Ronan can also leap into the body of a living being. He cannot force his host to move, but he can listen to their thoughts, and force them to focus on a specific topic that he may need an answer for. These gameplay interactions are fun and used sparingly enough that they remain fresh throughout the entire experience. Unfortunately, they all lead down the same path: to more horribly executed investigations.
Ronan doesn't engage in any forms of gunplay or melee combat, but is still pushed to dispatch enemies from time to time. Demons roam the spectral plane, looking for ghosts to feed on. These terrifying beasts move slowly, and can only be taken down by sneaking up behind them and performing an execution move. The demon encounters bring an odd element of stealth to the mix, and add a little intensity to exploration, but they never deliver a serious threat. The demons can be dispatched with little effort, and you only have to deal with a few of them at any given time. Since their field of vision is focused on what is directly in front of them, alerting them is almost more challenging than taking them down.
When Murdered: Soul Suspect is at its best, the player has no hand in it.
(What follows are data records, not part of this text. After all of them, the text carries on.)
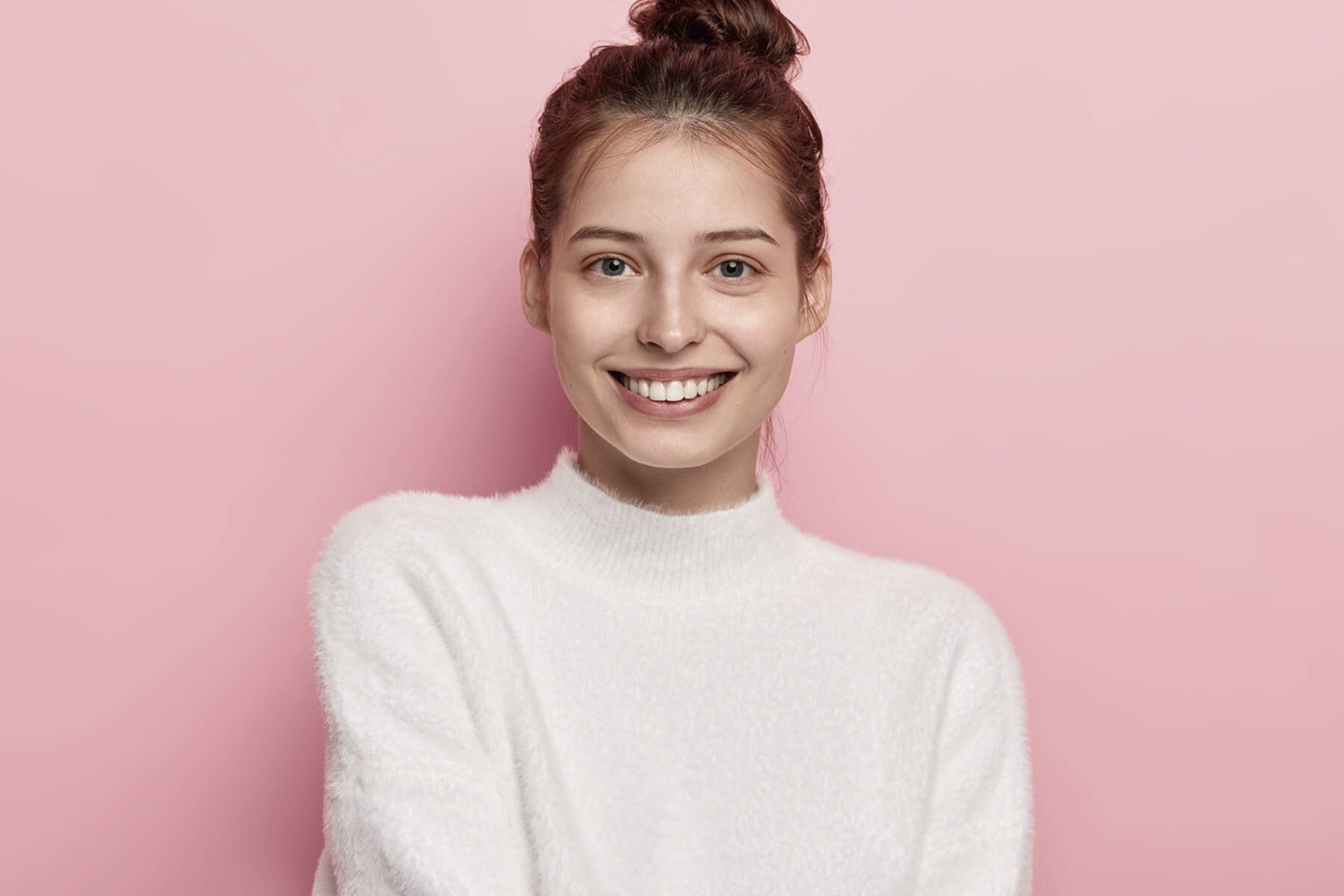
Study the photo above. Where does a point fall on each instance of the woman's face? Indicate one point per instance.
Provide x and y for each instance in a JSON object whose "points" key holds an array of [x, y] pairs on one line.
{"points": [[635, 282]]}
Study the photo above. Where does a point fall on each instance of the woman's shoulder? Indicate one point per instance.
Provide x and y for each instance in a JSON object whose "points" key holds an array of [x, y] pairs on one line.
{"points": [[409, 524]]}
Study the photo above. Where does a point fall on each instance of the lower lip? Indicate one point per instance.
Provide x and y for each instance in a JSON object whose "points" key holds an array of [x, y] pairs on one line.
{"points": [[670, 410]]}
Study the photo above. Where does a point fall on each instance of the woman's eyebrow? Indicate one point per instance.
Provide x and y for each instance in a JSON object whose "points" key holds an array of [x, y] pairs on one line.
{"points": [[603, 231]]}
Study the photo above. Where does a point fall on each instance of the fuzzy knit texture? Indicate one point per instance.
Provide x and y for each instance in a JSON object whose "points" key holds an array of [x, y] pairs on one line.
{"points": [[557, 691]]}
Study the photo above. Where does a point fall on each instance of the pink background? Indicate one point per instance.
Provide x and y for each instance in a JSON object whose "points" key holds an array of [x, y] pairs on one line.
{"points": [[1085, 354]]}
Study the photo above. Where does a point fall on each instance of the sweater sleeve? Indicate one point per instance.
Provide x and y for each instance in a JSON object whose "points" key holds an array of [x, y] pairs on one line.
{"points": [[414, 802], [980, 829]]}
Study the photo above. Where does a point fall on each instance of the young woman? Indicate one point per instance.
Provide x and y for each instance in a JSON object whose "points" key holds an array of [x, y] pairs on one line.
{"points": [[636, 676]]}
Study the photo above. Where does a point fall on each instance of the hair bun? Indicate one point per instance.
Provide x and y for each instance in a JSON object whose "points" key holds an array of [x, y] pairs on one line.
{"points": [[756, 26]]}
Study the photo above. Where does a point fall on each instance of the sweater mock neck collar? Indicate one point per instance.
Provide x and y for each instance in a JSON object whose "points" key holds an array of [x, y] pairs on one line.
{"points": [[591, 534]]}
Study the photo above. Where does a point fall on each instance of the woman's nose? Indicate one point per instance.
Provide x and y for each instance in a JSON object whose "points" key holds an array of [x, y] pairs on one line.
{"points": [[672, 316]]}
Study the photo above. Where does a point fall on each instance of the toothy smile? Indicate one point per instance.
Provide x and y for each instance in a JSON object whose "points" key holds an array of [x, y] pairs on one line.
{"points": [[672, 390]]}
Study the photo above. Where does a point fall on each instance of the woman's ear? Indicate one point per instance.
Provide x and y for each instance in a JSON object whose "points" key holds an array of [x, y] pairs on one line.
{"points": [[532, 280], [816, 299]]}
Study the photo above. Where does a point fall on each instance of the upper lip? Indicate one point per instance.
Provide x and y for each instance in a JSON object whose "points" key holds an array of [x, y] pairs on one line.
{"points": [[671, 373]]}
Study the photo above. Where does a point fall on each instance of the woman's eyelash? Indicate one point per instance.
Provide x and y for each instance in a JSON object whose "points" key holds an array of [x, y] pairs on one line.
{"points": [[726, 261]]}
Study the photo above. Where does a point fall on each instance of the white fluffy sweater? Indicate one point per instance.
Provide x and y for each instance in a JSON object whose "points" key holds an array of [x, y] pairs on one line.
{"points": [[558, 691]]}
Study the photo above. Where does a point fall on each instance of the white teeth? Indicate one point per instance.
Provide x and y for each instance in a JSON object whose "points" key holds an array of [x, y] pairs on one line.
{"points": [[675, 390]]}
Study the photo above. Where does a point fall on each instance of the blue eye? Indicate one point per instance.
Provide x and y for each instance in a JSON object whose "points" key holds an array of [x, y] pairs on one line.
{"points": [[612, 267], [738, 267], [608, 262]]}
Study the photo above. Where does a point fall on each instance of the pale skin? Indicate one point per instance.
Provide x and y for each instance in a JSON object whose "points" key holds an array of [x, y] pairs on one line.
{"points": [[611, 302]]}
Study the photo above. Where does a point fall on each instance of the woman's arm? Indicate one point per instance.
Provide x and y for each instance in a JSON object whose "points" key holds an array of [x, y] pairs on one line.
{"points": [[414, 805], [980, 825]]}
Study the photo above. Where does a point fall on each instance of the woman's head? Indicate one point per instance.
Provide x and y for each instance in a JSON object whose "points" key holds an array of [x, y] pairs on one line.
{"points": [[695, 129]]}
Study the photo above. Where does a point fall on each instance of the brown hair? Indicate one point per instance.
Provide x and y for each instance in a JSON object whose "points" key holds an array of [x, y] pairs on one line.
{"points": [[712, 70]]}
Its biggest strength is the seed planted within the first few seconds of play: the quest to track down the Bell Killer. That narrative thread gets better as it goes, thanks in large part to a great budding relationship between Ronan and a living teenage girl named Joy, who we learn is a medium – a person who can interact with both the living and dead. Ronan and Joy have secrets to tell, and end up being just as interesting of narrative focal points as the Bell Killer.
This is one of those games that I find myself raving about one second, and dragging through the mud the next. Is it worth your time? I think so. Despite its numerous shortcomings, I was entertained to the point of not wanting to put it down. It’s a satisfying murder mystery and a sub-par game all rolled in one. The story won out in the end for me. If you can tolerate the shoddy investigation gameplay, there’s plenty of fun (and wrong guessing) to be had.
When Murdered: Soul Suspect is at its best, the player has no hand in it.